下から上まで見上げてみたら、なんだか懐かしく感じた。
そんなマンションも明日でお別れなんだけど。
エントランスに入りここも軽く見渡してみる。
やばい。
これじゃ俺、怪しい人みたいじゃないか。
ちょっと恥ずかしくなって、そそくさとエレベーターに乗り自分の部屋の階のボタンを押す。

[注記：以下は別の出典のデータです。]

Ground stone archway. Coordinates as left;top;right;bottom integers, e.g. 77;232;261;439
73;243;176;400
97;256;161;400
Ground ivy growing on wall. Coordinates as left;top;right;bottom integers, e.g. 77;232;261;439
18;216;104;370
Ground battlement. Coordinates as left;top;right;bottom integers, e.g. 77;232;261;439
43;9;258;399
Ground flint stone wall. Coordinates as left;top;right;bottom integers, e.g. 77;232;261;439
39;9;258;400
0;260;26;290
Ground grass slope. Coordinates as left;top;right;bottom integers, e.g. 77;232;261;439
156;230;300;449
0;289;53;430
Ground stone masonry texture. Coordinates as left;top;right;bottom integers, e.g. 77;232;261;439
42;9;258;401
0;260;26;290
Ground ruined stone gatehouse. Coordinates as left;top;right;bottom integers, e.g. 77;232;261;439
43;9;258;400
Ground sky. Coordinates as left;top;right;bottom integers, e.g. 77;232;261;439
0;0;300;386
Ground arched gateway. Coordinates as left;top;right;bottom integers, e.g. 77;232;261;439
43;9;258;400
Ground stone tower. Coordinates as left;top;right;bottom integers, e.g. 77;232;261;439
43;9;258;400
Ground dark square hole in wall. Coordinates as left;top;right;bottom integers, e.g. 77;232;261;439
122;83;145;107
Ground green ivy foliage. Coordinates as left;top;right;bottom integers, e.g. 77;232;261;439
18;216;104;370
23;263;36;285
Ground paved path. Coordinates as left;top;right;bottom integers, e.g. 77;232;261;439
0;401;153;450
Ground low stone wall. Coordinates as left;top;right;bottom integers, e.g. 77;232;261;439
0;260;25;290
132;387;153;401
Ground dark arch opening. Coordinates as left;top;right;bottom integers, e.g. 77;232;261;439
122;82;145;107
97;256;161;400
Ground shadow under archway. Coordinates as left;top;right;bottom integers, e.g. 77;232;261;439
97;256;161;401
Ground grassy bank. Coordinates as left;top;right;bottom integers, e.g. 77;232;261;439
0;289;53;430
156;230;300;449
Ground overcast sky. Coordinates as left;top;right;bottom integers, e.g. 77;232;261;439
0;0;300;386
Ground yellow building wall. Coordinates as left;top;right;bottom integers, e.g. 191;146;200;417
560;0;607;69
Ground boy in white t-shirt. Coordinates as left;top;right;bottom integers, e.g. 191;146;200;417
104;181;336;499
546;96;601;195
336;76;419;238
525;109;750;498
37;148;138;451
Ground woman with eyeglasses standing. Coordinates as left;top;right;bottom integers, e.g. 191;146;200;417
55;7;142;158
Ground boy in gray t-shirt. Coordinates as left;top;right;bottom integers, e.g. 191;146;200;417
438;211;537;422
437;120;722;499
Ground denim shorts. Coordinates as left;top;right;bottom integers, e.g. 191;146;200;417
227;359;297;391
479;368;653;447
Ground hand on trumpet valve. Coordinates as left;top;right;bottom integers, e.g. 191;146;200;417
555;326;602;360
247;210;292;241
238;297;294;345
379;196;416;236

このエレベーターのボタン、数字の字体が変わってて好きなんだよな。
そんなどうでもいいことを考えていたら、12階についた。
ドアが開く。
降りたところには、
今、最も会いたくなかった人がいた。
1201号室のドアに寄りかかり。
立ったまま、目を瞑り舟をこいじゃっている。
意識は完全に飛んじゃってる
こんなところで何してるんだ。
そんなに眠いなら自分の部屋で寝ればいいじゃないか。
そこまで考えて、はっとする。
この人、
いったいいつからこうしてるんだろう。
何の為に。
一瞬過ぎった考えを振り切るべく、ぶんぶん首を振った。
とにかく今はこの人を起こして部屋に収納しないと。
とりあえず高野さんの肩に手を起き、揺すってみる。
「高野さん」
「高野さん、起きて下さいよ、高野さん」
「ん…」
目が、虚ろなまま薄く、開かれた。
「こんな所で寝ないで下さい、高野さん。部屋に入りましょう」
俺を認識した途端、その目は大きく見開かれた。
心底驚いたといった様子だ。
「小野寺」
「な、何ですか」
俺までつられてびっくりしてしまう。
「小野寺…っ」
気がついたら。
俺は高野さんの腕の中にいた。
ぎゅうっと。
寝起きとは思えないくらい、強い力で。
抱きしめられてる。
痛いくらいに。
「た、高野さん、離して下さい、痛いです」
自由の効く両手で服を引っ張るも、全く離れてくれる気はないようで。
「ちょっ……高野さん!」
「何日も」
「何日も、お前を待ってた」
え、
この人、今、なんて。
まさか。
そんな。
でも。
「やっと帰ってきた」
少し身体を離し、向き合う形にされる。
高野さんの顔が見える。
目の下の、隈が見える。
もしかしなくても。
これって、
そういうことなんですか?
「おかえり、律」
あぁ、馬鹿だ。
アンタ馬鹿だよ、高野さん。
俺、
明日引っ越すんですよ。
どんなに待った所で、
もう此処へは帰ってこないんですよ。
なのに。
おかえりなんて。
そんな顔で言わないで。
そんな大きな隈作って。
そんな幸せそうな顔、しないで下さい。
近づいてくる顔。
抵抗する気なんて、起きなかった。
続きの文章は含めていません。